The Clinton administration's emphasis on lender compliance with fair housing laws is neither an empty campaign promise nor a spring wind that will soon diminish.

The emphasis has created a shift in congressional and public sentiment in favor of strong enforcement of existing laws and support for stronger laws in Congress that tried-and-true methods of lobbying will not deflect.

The consumer lobby, after years in the wilderness, has developed the upper hand. And, like other groups that have operated On the fringes, it has learned its lessons well, getting to know the right people as well as how the levers of power operate.

Of greater concern to mortgage lenders. these diverse groups have developed a united strategy that is using Clinton administration advocates of fair lending, such as new comptroller of the Currency Eugene A. Ludwig, as a lever to force more conservative agencies, such as the Federal Reserve Board and the Federal Deposit Insurance Corp., to get on the bandwagon. The Federal Trade Commission and the Department of Justice, both of which have compliance with fair lending laws as a responsibility, are also likely to be prodded to get more involved.

Moreover, the question is being raised as to whether emphasis on fair lending will take away from the primary role of regulators, supervising institutions and facilitating profitability.

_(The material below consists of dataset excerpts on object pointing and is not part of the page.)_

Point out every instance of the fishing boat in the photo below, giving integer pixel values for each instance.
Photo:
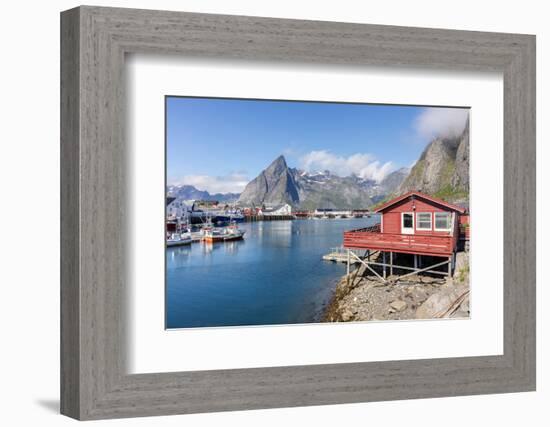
(233, 232)
(222, 234)
(213, 234)
(177, 239)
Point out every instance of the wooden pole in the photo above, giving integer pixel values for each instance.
(348, 262)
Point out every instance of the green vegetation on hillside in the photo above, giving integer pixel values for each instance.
(451, 194)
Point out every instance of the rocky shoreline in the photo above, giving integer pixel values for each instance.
(365, 298)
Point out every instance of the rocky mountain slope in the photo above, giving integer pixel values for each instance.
(279, 184)
(442, 169)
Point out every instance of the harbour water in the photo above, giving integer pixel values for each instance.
(274, 276)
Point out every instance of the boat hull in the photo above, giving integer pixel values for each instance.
(172, 243)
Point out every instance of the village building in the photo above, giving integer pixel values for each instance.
(425, 227)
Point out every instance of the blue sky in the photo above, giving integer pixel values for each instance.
(219, 145)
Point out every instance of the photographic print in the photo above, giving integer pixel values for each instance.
(293, 212)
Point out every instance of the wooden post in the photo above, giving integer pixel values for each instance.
(348, 262)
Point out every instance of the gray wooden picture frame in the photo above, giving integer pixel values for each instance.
(94, 41)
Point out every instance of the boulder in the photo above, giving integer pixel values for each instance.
(398, 305)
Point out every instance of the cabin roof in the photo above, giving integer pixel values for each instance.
(419, 195)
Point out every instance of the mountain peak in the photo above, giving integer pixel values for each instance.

For lenders, the implications are obvious. Examinations will be pervasive and the use of "testers" to evaluate lender compliance with fair housing and credit laws, rejected by banking agencies as distasteful and to some extent unfair, will be expanded. That means that compliance with rules and laws should be a priority of management. And it also means that an institution doesn't want to be the first to be caught. Witness what happened to the Bank of Boston in the mild-1980s when compliance with money laundering laws became the priority of the U.S. government.

On Tuesday, for example, the Department of Housing and Urban Development announced that the agency and the Office of the Comptroller of the Currency were entering into a joint effort to use testers to evaluate lender compliance with fair housing and credit laws. Ludwig said Wednesday that in developing the pilot program. the two agencies would consult with HUD, community groups, bank regulators and the Department of Justice to develop an appropriate program.

Ludwig calls gaining lender compliance with fair housing and credit laws "my first goal" as comptroller, adding that Treasury Secretary Lloyd Bentsen, his boss, is "solidly behind me." Ludwig said his reasoning "is that discrimination is not only morally repugnant, it is also destructive."

He noted that the OCC has "fallen short" of its responsibility of enforcing compliance with fair housing and credit laws by banks. To improve measurement of compliance, testers will be used to determine if loan applicants get equal treatment. Bank examiners, armed with new guidelines, will scrutinize bank and bank subsidiary records, Ludwig said.

At the same time, new measurements are being developed.

Ludwig said OCC officials are developing a statistical model to help examiners measure bank and bank subsidiary compliance. The model will be used to assist the agency in identifying the bank loan files examiners should look at to ensure compliance; to assist the agency in targeting banks for fair housing and credit examinations; and to assist the agency in finding institutions that are giving disparate treatment to customers based on race, gender or other factors.

He called the HUD-OCC pilot program on testing "the perfect combination of interest and expertise," and said the agencies will share techniques, data and other information to ensure compliance.

The fact that the Senate Banking Committee and a subcommittee of the House Banking Committee were simultaneously holding hearings Wednesday on legislative proposals on different aspects of mortgage lending was not coincidental but illustrative of the new environment.